FİLM YAPIMINDA BİR TERSİNE ÇEVRİM SÜRECİ OLARAK SANAL PRODÜKSİYON VE SİNEMASAL ANLAM
DOI:
https://doi.org/10.32955/neuissar2024311035Anahtar Kelimeler:
Sanal prodüksiyon, sanal kamera, gerçek-zamanlı görüntü işleme, kamera içi görsel efekt, tersine çevrimÖzet
Sanal prodüksiyon, film yapım sürecinde üretim ve sunum biçimlerinde yeni teknolojilere dayalı değişimleri ifade ettiği gibi kavramsal düzeyde sinemasal anlamın içeriğinin de dönüşmesini nitelemektedir. Gelişen bilgisayar teknolojileri sayesinde fiziksel setlerin, aktörlerin ve sahne donanımının bilgisayar destekli üretilen görüntüler ve gerçek-zamanlı görüntü işleme aracılığıyla sorunsuz bir şekilde bütünleşmesi, film endüstrisinin daha önce fiziksel kısıtlamalarla sınırlı olan bu alanında sürükleyici ve gerçekçi sahneler yaratmasına olanak sağlamaktadır. Sanal prodüksiyon, yeşil arka planı LED panellerle (video duvar) değiştirerek aktüel kameranın sanal kamera tarafından eşzamanlı takibi aracılığıyla her sahnenin görsel anlatı ihtiyaçlarını gerçek zamanlı düzenlenebilir, değiştirilebilir ve yeniden-üretilebilir kılmaktadır. Dolayısıyla, film yapım sürecinde farklı üretim yöntemlerini de içeren bu teknik, geleneksel tarzları dönüştürmekte ve kameranın sinemadaki rolüne ilişkin yeni imkânlar sunmaktadır. Bir tersine çevrim sürecinde, daha önce kurgu ve post-prodüksiyon aşamasındaki düzenlemeler Kamera İçi Görsel Efekt (ICVFX) tanımlamasıyla film yapım sürecine dâhil edilmektedir. Bu uygulamalara, sanal varlıklar çekilen sahneye dâhil edilirken yaratıcı süreçler hızlanmakta, sinematografi sanallaşarak, melezleşmektedir. Film yapım süreçlerinde yaşanan bu teknik dönüşüm aynı zamanda sinemasal anlamın değişmesine neden olmaktadır. Bu durum sanal prodüksiyonu içeren hareketli görüntünün aktüel kaydının henüz çekim esnasında öldüğünün göstergesidir. Geleneksel film yapım sürecindeki mizansenin oluşturulması ve kayda alınması arasındaki mesafenin yok olması aynı zamanda sinemanın illüzyon üretici gücünün bir kez daha elinden alınması anlamına gelmektedir.
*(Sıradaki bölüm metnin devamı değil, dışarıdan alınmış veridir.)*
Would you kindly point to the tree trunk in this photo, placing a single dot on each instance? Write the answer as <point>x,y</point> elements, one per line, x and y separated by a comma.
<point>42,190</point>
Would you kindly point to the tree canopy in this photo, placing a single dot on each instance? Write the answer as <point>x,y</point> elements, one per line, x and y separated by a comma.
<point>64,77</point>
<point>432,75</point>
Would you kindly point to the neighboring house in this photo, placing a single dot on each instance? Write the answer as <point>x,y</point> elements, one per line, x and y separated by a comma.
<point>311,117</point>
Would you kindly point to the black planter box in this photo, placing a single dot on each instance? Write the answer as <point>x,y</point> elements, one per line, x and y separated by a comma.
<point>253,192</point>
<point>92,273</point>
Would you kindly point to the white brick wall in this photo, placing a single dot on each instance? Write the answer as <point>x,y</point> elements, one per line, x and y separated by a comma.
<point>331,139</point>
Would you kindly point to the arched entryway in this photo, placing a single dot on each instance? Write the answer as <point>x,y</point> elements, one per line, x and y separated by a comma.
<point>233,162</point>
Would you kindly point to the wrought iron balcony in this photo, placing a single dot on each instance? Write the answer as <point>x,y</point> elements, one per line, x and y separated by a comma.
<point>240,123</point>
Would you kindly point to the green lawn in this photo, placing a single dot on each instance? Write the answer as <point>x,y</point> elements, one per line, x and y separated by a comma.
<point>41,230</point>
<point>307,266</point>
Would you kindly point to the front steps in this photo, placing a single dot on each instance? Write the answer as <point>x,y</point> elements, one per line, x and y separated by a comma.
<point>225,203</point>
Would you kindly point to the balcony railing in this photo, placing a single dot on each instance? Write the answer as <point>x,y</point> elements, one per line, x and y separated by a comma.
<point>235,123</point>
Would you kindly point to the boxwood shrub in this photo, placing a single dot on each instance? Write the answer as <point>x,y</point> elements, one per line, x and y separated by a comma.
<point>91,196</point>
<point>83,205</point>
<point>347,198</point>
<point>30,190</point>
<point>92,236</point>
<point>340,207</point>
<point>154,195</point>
Geçmişte düş gücünü harekete geçiren film çekim süreci günümüzde yerini teknik aletlerin ve algoritmik yazılımların çıplaklığına bırakmıştır. Bu araştırma, sanal prodüksiyonun temel bileşenlerinden sanal kamera, gerçek-zamanlı görüntü işleme ve 3B mizansenlere odaklanarak tekniğin sinema alanında artan kullanımını bir yandan biçimsel kodlar üzerinden ele alırken diğer yandan söz konusu film yapım sürecinin sinemasal anlam üzerindeki etkilerini eleştirel perspektiften irdelemektedir.